泣かないように、グッと奥歯を噛み締めて、私はアールス王国王宮を後にした。
外から見た王宮は、白銀に輝いていて、そしてとても大きくて。私という存在がいかに小さいかを思い知るようで、よけいに泣きたくなった。
エルクと一緒にいたのなんて、たったの数日なのに。本当に、人の心に入り込んでくるのが上手な人だ。
簡単に心を許して、力になりたいなんて思って。
でも結局、不要だと切り捨てられて。
引き止めてもらえなかったことが、哀しくて。
でも、なによりも、そんなことを思ってしまってる自分に、驚いている。
あの屈託のない笑みを、もう見ることはできないんだと思うたびに。
もう二度と、会うことはないのだと、そう思うたびに。
胸の奥が、ジクジクと痛むのだ。
婚約破棄をされた時よりも、よっぽど心が痛いのは、どうしてだろう。
エルクよりも、あの大バカ王子と一緒にいた時間の方が、遥かに長いのに。
どうしてこんなにも、泣きたくなるのだろうか――。
王宮を出て、行くあてもなく、のろのろと歩く。
目に映るもの全てが新鮮なはずなのに、何だか今は、くすんで見えた。
出て行けといわれても、どこへ行こう。
右も左もわからなければ、ココは、死の大地だ。
生きていける保証なんてない。
いや、それでも、生きなきゃ。
ゲームと同じ破滅ルートなんて、そんなの納得いかない。
破滅ルートだとわかっていながら、ホイホイ死の大地に着いてきてしまったのは、我ながらバカだとは思うけれども。
それもこれも、エルクのせいだ。
あの純粋そうな瞳に、すっかり絆されてしまった。
まあ、最初の計画を、全部白紙に戻したと思えばいい。
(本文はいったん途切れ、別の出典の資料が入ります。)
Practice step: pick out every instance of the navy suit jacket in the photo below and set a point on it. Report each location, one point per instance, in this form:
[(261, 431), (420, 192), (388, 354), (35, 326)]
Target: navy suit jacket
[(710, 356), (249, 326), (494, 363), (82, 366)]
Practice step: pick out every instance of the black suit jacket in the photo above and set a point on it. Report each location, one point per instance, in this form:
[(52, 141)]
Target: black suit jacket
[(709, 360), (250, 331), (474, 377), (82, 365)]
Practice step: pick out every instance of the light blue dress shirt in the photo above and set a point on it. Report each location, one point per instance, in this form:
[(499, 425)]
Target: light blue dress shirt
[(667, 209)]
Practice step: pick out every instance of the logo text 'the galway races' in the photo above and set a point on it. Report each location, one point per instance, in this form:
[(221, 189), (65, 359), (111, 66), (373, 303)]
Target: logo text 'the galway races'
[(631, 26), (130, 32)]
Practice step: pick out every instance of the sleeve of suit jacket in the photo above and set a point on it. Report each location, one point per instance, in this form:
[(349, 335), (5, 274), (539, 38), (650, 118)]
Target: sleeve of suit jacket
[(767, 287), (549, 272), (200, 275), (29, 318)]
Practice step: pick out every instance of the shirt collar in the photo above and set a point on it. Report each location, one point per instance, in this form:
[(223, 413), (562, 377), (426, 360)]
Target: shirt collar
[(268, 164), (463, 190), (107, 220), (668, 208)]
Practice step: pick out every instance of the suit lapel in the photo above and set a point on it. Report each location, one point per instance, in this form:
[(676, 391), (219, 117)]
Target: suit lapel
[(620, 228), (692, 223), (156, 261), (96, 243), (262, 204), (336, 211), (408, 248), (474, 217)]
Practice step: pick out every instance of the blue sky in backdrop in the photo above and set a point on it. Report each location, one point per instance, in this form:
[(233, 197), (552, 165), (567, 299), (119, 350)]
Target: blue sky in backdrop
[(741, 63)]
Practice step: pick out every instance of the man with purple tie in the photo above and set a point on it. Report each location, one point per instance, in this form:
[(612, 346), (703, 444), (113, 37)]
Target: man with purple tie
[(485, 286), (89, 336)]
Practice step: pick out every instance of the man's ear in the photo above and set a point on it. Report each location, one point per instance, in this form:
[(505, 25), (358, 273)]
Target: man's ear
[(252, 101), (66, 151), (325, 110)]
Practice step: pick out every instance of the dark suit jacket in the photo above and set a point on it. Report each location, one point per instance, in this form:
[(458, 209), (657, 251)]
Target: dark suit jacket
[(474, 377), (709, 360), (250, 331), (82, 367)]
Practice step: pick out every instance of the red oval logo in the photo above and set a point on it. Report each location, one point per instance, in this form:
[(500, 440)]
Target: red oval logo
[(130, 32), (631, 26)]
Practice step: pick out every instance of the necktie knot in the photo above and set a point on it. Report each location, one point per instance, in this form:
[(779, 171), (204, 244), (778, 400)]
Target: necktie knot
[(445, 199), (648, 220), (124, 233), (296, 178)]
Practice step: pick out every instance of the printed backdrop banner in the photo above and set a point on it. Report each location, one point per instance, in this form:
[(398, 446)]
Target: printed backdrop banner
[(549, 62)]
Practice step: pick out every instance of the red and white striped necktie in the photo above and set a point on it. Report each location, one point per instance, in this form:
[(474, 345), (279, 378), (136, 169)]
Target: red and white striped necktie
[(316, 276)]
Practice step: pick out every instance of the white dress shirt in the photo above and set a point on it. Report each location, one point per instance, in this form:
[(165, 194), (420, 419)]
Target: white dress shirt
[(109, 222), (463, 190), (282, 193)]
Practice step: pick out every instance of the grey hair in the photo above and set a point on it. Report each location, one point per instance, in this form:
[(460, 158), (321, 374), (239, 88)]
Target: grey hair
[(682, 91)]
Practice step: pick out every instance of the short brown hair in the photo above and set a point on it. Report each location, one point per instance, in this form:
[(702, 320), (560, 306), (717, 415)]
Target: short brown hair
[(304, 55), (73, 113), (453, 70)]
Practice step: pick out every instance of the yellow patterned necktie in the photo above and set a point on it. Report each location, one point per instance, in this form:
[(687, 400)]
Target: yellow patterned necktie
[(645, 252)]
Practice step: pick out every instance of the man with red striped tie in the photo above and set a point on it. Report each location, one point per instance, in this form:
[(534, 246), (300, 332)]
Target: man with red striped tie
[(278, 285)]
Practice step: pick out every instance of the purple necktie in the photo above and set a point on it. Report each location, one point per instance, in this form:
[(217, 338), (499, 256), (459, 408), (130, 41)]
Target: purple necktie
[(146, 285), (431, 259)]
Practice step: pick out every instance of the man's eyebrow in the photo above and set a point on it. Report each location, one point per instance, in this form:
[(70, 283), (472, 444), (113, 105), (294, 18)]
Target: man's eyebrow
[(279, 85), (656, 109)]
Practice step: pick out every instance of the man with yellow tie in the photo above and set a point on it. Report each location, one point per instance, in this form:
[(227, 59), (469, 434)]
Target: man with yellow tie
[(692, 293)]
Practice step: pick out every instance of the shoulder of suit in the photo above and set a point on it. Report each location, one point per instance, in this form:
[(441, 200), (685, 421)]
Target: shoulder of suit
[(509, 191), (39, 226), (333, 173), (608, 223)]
元々国外逃亡して、調香でお店でもやろうと思っていたのだから。
『調香持ちは、厄災をもたらす』
嫌なことを思い出してしまって、それを振り切るように首を横に振る。
あんなの、後世の人が勝手に言ってるだけだわ。歴史なんて、後からコロコロ変わったりするもの。
私は私の人生を生きるだけよ。
再び気合いを入れ直して、あらためて街の中を眺めてみる。
活気があって、賑やかな街だ。
どちらかと言うと、露店が多いのね。
ふらっと近づいて、店を眺める。骨董品屋かしら。なんだか見た事のない柄の壺や皿が並んでいる。
「へい、嬢ちゃん! 美人だねぇ、買ってくかい?」
「あ、ええと、すみません。あまり見た事なかったものだから……」
ちょっとしおらしく笑ってみせる。
「おお、そうかい! ならゆっくり見ていきな!」
曖昧に笑いながらうなずいた。
まずい。
……値札に書かれている通貨、見たことがない。なに、あの文字。私の知ってる通貨はマニーよ。それ以外知らない。
まさか、このままだと私、最悪餓死する可能性がある?!
曖昧に笑いながら骨董品屋を後にして、またフラフラと歩き出す。
どうしよう。お金、お金がないとなにもできない。
マニーって使えるの?
まあ、使えなくても、宝石はまだあるから、それを売ればなんとか――。
グルグルと考えながら歩いていると、突然パシッと、後ろから手を取られた。
「見つけた。もう、ウロウロしないでよね」
驚いて振り返ると、そこには、黒髪と赤い目が。